Tonight I went to watch her in her gymnastics display, I watched on as the other girls were perfectly poised, ready to start as she was busily stroking the ground, enjoying the sensation and sparkle of freshly placed glitter on the gymnasium floor against her fingers. As each different acrobatic act effortlessly flipped across the floor I felt a tear in my eye for that old expectation versus reality. Don’t get me wrong, for every heartache I feel for each stumble or challenge my daughter goes through, I feel immense pride for all the things she achieves. Once upon a time I’d hoped to be clapping for her as she backflipped her way to glory (I’ll admit it, I always wanted to do gymnastics as a child and signed her up eager to live out my dreams through her!) Now, we roar with pride for getting through a lesson without incident, to even take part in the showcase display is a major accomplishment- it ended in tears as the dressing area was swamped at the end, too much for her already overwhelmed mind to cope with. She shouted at other children and hit me, quite a bit… but, she got through the display, in her own way.
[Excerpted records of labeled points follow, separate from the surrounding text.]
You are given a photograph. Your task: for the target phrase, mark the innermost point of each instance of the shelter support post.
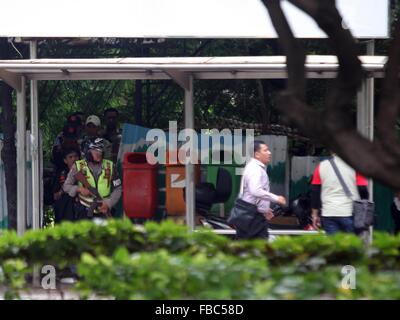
(21, 158)
(189, 168)
(36, 185)
(365, 114)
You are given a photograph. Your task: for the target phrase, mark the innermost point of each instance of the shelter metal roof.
(250, 67)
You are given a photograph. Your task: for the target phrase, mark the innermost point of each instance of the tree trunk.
(9, 153)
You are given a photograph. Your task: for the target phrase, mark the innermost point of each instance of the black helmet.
(93, 144)
(96, 144)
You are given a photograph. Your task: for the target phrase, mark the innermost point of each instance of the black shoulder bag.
(246, 219)
(363, 210)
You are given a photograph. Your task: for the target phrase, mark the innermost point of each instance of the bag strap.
(338, 174)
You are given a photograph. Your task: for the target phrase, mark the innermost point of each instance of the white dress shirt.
(256, 186)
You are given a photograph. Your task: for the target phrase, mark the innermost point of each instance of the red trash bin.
(139, 186)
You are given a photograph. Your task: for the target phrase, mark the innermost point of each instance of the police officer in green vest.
(93, 172)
We are not going to Italy. And that is ok. Honestly it is. But I am struggling. I really am. And with that comes the biggest amount of guilt. I should be ready to embrace life in Holland, right? I’ll get there, I’m sure. After all I have the best tour guide.
TO ADD
I realise that this post reads as though I’m really negative. I’m not, mostly. But like all journeys, there are ups and downs. And this blog is here to document it all… With me writing when I feel the need to… Tomorrow is a new day. I’m ridiculously proud of my children. They are both amazing- I never stop feeling lucky!
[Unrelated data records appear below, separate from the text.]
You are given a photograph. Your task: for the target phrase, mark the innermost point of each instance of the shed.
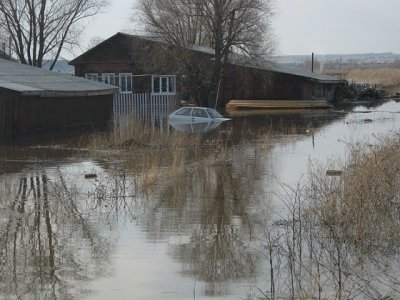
(33, 99)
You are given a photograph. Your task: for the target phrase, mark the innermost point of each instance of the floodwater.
(75, 224)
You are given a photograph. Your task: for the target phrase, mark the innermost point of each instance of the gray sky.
(302, 26)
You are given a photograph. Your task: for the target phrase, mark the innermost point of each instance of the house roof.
(33, 81)
(234, 59)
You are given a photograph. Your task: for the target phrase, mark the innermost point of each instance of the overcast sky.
(302, 26)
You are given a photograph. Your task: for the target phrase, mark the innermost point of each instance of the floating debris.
(90, 176)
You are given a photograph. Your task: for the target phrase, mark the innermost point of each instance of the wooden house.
(147, 65)
(32, 98)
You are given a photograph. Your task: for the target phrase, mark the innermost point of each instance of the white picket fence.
(152, 109)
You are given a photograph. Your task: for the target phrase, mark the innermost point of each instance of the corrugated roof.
(279, 68)
(236, 59)
(34, 81)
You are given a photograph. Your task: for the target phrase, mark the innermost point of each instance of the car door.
(199, 115)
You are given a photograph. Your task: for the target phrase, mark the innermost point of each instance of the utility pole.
(312, 62)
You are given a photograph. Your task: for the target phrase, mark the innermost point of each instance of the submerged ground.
(244, 211)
I love to write. I write plays, I write poetry, I write children’s books (and publish them too, big up Mummy over here!) and occasionally I like to write about my life. So this is what I’m attempting to do. To write about my life, and that’s impossible to do without sharing the world of ‘my world’. I am a Mother. To two gorgeous children, our daughter happens to be autistic. (The not so typical family blog name might have been a clue.) I don’t want it to define who we are as a family, but nevertheless it does become the focus of a large part of our world as we try to navigate the journey of parenthood. We struggle, it’s inevitable really as we learn to adapt around our children’s needs- note I wrote children, our son is equal to our daughter, as he should be and has needs as important as hers that demand to be listened and responded to. It can be easy to overlook them when dealing with her diagnosis. All of that being said, I haven’t started this blog to be a resource about autism, the spectrum is vast and no two people with autism are the same. I can’t be a voice for autistic people or for the experience of autistic families so I won’t pretend to be. I’d be a pretty piss poor expert, I’m sure. All I can do is put out our own experiences and if they resonate with anyone along the way then great! If it helps anyone feel a little less alone, incredible. The journey can be exhaustingly lonely and you often feel you are flying solo… I know there have been times that I have felt that I have no one to turn to. It shouldn’t be that way.